The Bill reflects a desire to protect private residential tenants against ‘rogue’ landlords perceived to be acting unreasonably or unfairly following a period where there has been much focus on the poor condition of some rental properties and the use of section 21 notices’ by unscrupulous landlords to end tenancies where a tenant complains about the condition of their property or rent increases.
The Bill is currently being debated in Parliament and could therefore be significantly revised before coming into force. On first sight, the proposals are, however, relatively wide ranging and would indeed trigger key reforms to the current rental system including those detailed below:
- The wholesale reform of the structure of residential tenancies. All new tenancies will be continuous periodic tenancies, rather than coming to an end on notice after a fixed period as is the current practice. Transitional provisions will also provide for existing tenancies to be migrated to the new structure.
- The abolition of the so called 'no fault' section 21 notice evictions, meaning it will no longer be possible for a landlord to evict a tenant at the end of a fixed term simply because it wants to do so. Eviction will only be possible if one of the statutory grounds can be proved.
- The introduction of more comprehensive statutory grounds for landlords to recover their property where tenants are at fault, but only exercisable in what is described as “reasonable circumstances”.
- Rent reviews will be limited to annual reviews, triggered by a formal notice process with the tenant able to challenge any proposed increase via the First Tier Tribunal with conventional rent review clauses of the type we are used to in practice now being deemed ‘vague’ and ‘unconnected to the market’.
The reforms outlined above will perhaps impact most on the 'occasional' landlord perhaps wanting to let a family home whilst overseas, or other temporary relocation. For this group of landlords, the current section 21 regime allows the landlord that the certainty that it can terminate a tenancy at the end of the fixed term with minimal fuss or expense and return to their home or indeed choose to sell the property should they wish. Whilst this will be addressed in part by a new statutory ground allowing a landlord to evict a tenant if it can prove it intends to sell the property or allow a family member to move into the property, such a change may prove too risky for some landlords in this sector, who may opt to simply leave a property vacant rather than run the risk of having to take costly and potentially time consuming court proceedings to regain possession of a family home that has been let on a short-term basis.

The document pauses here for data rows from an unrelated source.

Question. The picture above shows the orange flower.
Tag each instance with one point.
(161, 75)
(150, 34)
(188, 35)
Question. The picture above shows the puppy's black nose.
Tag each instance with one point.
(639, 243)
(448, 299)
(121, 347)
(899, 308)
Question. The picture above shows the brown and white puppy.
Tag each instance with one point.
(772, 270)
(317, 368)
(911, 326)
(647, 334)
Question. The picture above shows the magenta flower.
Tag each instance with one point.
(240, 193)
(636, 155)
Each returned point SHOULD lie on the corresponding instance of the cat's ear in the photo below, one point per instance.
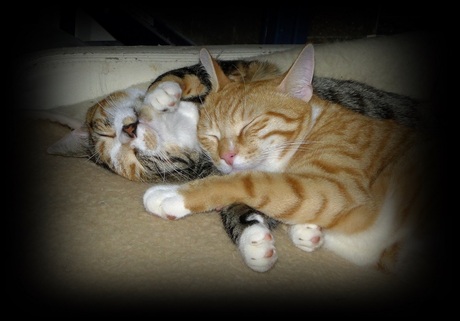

Another important factor to consider is quite how the court system will deal with the likely increase in possession proceedings under the new statutory grounds once the section 21 notice procedure is no more. Without considerable investment in the current court system, this may mean that it will be slower and more expensive for landlords to evict problem tenants such as those with significant arrears or where there has been a significant breach of the tenancy. This may be addressed by proposals for the creation of a new Ombudsman scheme, tasked with providing cheaper and quicker dispute resolution together with a new online portal.
Reform is still some way off. It is anticipated that the earliest the proposals outlined in the new Bill could come into force is early 2024, subject to first being passed by Parliament. Quite how the changes will impact on existing tenancies, in particular those with a fixed term that will run beyond the likely implementation date in 2024, is currently unclear.